Well, maybe it’s not how they wanted to get their moment of glory, but it
happened. And many banks have felt the effects of this event — stocks of the
industry indices have dropped harshly. So, is it a moment to buy cheapened bank
stocks? Or are you better off staying away from the industry?
Silicon
Valley Bank was the 16th largest bank in the US at the beginning of March and
now – it’s bankrupt. The clients have hastened to take their money on the
rumors on it not having the best financial conditions of SVL. Consequently,
Silicon Valley Bank, which served various startups, faced severe troubles like
the general decrease of venture capital for many clients, caused in part by
these problems on the contributor’s side
Several
days after Silicon Valley Bank, one more US bank,
Signature Bank, announced its bankruptcy . These events haven’t been anticipated
by many investors and traders – therefore they were afraid that such a fate
might await other banks and decided that it was time to withdraw money.
For
example, S&P 500 Financial index has dropped by -9% since the beginning of
March.
A
similar situation is taking form with European bank stocks — here is the chart
showing a fund based on Stoxx Europe 600 Banks index.

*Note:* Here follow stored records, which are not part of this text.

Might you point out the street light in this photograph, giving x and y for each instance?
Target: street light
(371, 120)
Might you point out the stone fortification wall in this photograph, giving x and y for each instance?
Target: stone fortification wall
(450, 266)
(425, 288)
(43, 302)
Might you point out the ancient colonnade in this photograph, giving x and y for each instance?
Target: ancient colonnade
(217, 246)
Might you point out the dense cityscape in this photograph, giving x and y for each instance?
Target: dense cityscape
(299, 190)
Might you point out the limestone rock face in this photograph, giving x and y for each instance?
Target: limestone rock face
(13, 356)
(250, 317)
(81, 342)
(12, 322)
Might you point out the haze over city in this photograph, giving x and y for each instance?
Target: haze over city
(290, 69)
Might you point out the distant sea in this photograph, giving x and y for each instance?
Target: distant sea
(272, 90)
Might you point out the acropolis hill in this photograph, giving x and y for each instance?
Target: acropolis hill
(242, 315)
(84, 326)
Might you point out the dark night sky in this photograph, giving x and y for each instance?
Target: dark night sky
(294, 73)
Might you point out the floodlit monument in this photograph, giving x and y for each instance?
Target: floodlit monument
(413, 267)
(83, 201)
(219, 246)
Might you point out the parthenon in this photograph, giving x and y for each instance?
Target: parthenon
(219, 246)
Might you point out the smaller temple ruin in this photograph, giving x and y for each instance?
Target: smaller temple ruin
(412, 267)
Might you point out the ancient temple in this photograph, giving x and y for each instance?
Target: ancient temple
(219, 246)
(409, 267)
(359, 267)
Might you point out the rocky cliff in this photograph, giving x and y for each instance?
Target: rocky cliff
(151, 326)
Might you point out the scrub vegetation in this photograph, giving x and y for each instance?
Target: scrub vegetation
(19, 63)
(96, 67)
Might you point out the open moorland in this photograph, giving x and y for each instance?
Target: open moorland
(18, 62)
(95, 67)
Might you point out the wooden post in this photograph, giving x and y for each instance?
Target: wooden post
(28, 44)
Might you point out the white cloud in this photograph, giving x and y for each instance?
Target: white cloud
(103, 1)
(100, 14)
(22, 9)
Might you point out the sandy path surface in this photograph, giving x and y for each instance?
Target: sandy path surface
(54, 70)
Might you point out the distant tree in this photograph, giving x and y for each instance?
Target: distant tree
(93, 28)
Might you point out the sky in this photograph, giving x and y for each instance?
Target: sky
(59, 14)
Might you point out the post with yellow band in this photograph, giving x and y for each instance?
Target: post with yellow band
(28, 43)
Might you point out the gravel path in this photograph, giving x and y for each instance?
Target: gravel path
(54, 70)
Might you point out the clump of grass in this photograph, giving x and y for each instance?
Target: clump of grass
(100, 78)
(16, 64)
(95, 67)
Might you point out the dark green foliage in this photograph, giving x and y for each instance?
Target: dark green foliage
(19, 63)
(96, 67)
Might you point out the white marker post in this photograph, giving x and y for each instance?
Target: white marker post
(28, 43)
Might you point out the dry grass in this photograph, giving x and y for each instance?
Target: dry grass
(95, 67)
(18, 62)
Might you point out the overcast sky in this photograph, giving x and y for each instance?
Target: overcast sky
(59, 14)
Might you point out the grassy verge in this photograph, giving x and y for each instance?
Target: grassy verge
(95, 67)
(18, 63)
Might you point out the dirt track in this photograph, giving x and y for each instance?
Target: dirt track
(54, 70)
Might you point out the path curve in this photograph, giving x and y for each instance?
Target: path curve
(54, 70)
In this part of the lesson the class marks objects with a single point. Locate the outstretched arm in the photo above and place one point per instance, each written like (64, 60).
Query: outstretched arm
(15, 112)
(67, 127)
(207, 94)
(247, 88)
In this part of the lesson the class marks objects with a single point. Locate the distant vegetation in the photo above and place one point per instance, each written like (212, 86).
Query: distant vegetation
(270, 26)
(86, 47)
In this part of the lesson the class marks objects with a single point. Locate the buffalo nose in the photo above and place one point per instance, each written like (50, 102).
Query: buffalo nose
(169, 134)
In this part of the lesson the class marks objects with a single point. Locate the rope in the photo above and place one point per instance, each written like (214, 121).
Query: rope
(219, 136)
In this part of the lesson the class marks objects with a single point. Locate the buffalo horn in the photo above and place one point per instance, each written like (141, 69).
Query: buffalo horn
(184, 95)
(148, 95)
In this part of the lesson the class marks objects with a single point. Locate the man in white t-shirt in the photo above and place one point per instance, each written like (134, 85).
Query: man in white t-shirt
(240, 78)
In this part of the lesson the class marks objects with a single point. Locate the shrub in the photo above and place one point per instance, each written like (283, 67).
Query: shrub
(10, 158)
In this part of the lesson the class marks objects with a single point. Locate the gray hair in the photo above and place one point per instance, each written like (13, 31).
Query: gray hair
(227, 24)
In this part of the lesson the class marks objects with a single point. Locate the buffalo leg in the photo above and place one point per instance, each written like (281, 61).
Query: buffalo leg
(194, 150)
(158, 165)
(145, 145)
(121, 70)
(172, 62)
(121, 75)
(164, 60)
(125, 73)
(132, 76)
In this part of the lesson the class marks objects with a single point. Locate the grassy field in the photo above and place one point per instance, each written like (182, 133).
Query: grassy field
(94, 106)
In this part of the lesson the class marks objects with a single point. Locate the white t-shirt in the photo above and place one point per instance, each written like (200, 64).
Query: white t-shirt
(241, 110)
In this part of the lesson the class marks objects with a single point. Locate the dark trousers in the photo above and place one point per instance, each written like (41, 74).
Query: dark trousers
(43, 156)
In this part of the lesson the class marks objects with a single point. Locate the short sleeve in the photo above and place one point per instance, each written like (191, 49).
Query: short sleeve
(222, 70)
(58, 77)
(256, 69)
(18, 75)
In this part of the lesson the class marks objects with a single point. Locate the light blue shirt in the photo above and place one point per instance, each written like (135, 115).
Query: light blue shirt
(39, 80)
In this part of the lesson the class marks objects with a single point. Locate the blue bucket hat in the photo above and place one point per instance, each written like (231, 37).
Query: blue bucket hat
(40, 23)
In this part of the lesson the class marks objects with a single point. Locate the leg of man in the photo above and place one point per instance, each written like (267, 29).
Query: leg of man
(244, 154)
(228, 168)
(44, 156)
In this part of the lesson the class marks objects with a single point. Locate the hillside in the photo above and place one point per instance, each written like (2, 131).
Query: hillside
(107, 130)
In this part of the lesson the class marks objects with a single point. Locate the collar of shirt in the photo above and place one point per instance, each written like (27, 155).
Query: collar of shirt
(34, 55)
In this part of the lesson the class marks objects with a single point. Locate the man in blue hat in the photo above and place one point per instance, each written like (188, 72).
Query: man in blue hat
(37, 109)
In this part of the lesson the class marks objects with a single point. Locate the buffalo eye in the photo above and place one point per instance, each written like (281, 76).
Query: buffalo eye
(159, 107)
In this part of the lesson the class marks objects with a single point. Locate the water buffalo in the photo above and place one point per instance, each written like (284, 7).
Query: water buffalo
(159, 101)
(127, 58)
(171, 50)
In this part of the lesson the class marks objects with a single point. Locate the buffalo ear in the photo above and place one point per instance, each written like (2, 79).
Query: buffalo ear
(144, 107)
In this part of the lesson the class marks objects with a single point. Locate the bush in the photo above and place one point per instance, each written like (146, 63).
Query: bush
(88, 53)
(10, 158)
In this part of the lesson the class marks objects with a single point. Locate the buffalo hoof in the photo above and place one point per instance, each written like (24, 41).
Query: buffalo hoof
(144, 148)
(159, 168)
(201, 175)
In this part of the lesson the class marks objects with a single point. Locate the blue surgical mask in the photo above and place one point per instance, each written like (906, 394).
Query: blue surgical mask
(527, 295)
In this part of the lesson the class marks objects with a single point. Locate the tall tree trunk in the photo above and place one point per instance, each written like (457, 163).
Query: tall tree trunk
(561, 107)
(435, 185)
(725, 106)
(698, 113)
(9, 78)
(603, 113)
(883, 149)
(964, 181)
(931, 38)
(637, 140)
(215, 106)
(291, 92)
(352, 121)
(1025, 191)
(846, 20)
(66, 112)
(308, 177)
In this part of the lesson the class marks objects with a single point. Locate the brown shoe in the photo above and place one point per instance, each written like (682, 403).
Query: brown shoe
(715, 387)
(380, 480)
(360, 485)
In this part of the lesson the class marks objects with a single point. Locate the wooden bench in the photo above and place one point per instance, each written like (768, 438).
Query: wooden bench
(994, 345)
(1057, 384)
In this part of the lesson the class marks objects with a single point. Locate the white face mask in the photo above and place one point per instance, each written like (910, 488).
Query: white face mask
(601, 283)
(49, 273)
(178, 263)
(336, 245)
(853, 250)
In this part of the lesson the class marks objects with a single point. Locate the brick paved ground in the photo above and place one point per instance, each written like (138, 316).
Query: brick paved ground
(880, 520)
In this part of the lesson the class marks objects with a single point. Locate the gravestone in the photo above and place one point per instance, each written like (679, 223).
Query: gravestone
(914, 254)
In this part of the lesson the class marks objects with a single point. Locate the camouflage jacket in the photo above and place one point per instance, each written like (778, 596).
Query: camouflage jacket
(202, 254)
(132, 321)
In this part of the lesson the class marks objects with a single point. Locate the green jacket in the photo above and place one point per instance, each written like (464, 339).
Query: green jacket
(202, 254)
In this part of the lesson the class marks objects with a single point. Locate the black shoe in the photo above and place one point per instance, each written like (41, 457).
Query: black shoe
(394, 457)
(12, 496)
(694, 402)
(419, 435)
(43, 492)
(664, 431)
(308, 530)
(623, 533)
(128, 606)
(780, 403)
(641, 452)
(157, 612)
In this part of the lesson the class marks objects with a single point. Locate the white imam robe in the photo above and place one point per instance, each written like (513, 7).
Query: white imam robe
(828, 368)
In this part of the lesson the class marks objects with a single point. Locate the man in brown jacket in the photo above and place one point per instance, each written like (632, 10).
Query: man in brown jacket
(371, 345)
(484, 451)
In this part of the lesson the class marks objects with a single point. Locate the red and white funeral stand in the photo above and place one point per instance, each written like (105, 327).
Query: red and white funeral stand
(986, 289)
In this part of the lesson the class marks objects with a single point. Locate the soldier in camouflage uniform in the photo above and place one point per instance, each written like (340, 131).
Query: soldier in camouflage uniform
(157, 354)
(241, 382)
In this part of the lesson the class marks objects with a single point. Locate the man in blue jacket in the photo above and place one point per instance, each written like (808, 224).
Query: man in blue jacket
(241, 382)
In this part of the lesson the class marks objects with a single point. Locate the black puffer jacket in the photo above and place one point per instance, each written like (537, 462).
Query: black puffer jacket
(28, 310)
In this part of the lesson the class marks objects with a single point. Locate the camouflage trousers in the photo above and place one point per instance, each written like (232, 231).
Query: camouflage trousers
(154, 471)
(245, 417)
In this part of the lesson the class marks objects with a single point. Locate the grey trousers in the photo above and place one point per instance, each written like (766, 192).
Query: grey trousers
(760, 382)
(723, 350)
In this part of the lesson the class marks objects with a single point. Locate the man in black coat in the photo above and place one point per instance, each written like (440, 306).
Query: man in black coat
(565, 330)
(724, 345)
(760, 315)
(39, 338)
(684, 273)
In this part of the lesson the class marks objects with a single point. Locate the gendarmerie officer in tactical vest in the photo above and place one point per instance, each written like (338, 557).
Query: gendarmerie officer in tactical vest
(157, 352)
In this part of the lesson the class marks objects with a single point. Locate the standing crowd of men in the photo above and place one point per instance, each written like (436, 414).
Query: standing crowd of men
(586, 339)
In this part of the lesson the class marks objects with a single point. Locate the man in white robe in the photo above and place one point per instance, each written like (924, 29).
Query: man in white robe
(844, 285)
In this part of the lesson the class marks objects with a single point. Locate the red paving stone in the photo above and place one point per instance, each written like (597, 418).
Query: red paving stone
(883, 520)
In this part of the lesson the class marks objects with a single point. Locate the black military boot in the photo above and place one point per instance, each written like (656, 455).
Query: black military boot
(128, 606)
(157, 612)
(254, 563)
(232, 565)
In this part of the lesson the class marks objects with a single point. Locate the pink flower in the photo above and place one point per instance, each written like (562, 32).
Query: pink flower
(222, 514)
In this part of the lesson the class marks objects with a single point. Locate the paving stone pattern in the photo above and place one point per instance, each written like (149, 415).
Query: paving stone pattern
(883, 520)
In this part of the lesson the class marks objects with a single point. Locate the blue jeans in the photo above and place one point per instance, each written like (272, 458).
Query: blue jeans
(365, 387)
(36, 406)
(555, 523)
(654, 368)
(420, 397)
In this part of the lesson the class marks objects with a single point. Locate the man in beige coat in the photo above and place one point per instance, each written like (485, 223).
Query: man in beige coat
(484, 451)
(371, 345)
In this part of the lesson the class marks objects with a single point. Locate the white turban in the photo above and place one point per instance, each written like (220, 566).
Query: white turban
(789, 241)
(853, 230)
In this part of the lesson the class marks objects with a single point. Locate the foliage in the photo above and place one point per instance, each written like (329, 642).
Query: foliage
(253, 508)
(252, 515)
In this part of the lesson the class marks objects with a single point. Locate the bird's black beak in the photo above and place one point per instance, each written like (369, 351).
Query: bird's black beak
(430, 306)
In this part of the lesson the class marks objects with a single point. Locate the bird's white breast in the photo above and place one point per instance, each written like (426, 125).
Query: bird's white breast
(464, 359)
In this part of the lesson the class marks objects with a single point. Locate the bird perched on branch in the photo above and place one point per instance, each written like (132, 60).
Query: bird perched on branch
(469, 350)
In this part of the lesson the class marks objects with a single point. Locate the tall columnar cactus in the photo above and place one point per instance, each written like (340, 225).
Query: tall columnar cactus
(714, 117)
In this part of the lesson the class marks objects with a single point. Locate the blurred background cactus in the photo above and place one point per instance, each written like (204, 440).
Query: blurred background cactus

But sometimes future
market movements may be forecasted by planned economic events. To monitor such
events you can use different trading tools — for example, the economic
calendar.
It looks
dramatic and, of course, there is a significant signal for the markets — the
crisis is here. It is likely that Silicon Valley Bank and Signature Bank will
not be its last victims. Moreover, analysts have even changed their forecasts
about the next planned Fed — now they are not so sure that the Federal Reserve will hike the key rate by
0.5%.
But it
is also likely that these problems can affect regional banks, not the major
ones. So, it might not be the worst moment to invest and rake in the profits
after buying cheapened stocks. We looked through the banks with the largest
capitalization that should ensure reliability. Here is a list of the
prospective stocks.
Bank of
America (BAC) — the
average forecast is +39% in the next 12 months.
Wells
Fargo (WFC) — the
average forecast is +37% in the next 12 months.
BNP
Paribas (BNP) — the
average forecast is +31% in the next 12 months.
Citigroup
(C) — the
average forecast is +27% in the next 12 months.
Goldman
Sachs (GS) — the
average forecast is +26% in the next 12 months.
JP
Morgan (JPM) — the
average forecast is +20% in the next 12 months.
All
these numbers look like ready-made solutions for successful trades. But every
company (and every case) is unique. That’s why you should never just rely on
the other’s opinion, and why analysis is a necessity for every trade you make.